Professionals say that sometimes it is good to step back to gain perspective and distance ourselves in order to make better decisions, to clarify ideas before giving an opinion. Today I am doing so at 12,000 metres above sea level on flight number VY2511 heading to Bilbao to make a presentation to a potential new client.
I honestly think that an advertiser has every right to let you sign or not the work you do for their company. To publicly acknowledge or not the contribution of your strategic and creative work to the progress of their business. But what a client can never do is grant the authorship of an agency's creative product to another company. That, besides being mean, is amoral and shows little nobility, as Radio Futura sings: "And that one you see dancing now, wants to be a lady, with a flat, with a chalet, with a private pool and a tea room, a tea room, a tea room, with that bad temper and a tea room?"

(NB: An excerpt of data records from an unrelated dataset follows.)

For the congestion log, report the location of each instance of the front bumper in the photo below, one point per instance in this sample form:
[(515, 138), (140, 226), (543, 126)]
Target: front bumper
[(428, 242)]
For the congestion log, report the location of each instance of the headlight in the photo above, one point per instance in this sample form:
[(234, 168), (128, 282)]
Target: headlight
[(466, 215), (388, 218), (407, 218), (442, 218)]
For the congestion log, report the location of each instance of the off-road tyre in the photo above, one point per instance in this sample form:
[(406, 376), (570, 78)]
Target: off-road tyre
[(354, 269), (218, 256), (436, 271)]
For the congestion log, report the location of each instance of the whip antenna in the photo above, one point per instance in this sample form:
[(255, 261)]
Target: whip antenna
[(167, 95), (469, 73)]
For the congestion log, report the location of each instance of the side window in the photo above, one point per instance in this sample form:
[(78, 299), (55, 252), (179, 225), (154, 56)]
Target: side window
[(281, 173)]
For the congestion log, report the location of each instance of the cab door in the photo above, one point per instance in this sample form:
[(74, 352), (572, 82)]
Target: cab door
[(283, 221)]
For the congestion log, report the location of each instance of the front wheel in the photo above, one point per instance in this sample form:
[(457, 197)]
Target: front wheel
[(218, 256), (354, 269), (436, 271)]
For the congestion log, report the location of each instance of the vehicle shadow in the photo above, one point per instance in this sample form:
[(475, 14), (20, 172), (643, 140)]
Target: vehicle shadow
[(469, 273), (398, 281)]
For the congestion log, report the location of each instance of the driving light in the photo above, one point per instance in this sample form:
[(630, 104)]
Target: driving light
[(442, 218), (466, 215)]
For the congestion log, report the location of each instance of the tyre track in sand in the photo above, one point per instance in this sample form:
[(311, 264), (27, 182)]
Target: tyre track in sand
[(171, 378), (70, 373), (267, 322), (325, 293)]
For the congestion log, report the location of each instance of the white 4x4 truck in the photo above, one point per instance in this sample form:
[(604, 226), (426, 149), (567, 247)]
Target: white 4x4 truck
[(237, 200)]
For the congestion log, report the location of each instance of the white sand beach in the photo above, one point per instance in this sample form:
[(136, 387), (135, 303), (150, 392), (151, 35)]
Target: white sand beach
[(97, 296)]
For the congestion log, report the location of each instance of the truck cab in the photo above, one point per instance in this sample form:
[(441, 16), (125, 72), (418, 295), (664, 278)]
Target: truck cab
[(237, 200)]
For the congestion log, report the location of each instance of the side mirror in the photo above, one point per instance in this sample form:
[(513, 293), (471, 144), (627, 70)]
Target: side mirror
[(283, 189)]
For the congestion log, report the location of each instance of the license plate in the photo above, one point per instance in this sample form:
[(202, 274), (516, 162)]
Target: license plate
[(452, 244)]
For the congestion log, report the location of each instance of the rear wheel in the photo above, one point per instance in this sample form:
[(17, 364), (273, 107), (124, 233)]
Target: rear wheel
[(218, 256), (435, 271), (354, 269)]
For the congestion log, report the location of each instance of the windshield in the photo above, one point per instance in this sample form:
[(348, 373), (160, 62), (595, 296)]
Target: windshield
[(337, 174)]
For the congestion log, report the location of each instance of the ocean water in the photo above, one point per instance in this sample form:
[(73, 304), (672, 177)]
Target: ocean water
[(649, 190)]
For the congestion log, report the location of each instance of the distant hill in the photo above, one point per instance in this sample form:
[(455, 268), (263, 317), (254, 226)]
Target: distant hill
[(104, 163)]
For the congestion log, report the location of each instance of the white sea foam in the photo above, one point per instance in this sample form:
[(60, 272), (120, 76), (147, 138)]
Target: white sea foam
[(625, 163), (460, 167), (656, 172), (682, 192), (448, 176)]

I have always been clear about my side of the coin, that is why my team comes before any client. That is why, in fairness to my people, I write these words, because guys, the strategic, creative and programming work that you have developed for more than 6 months is fantastic with or without a signature, with or without recognition. Don't worry, I can tell you that whoever visits the website and eCommerce will know perfectly well that it is your work, no one can take away our creative stamp.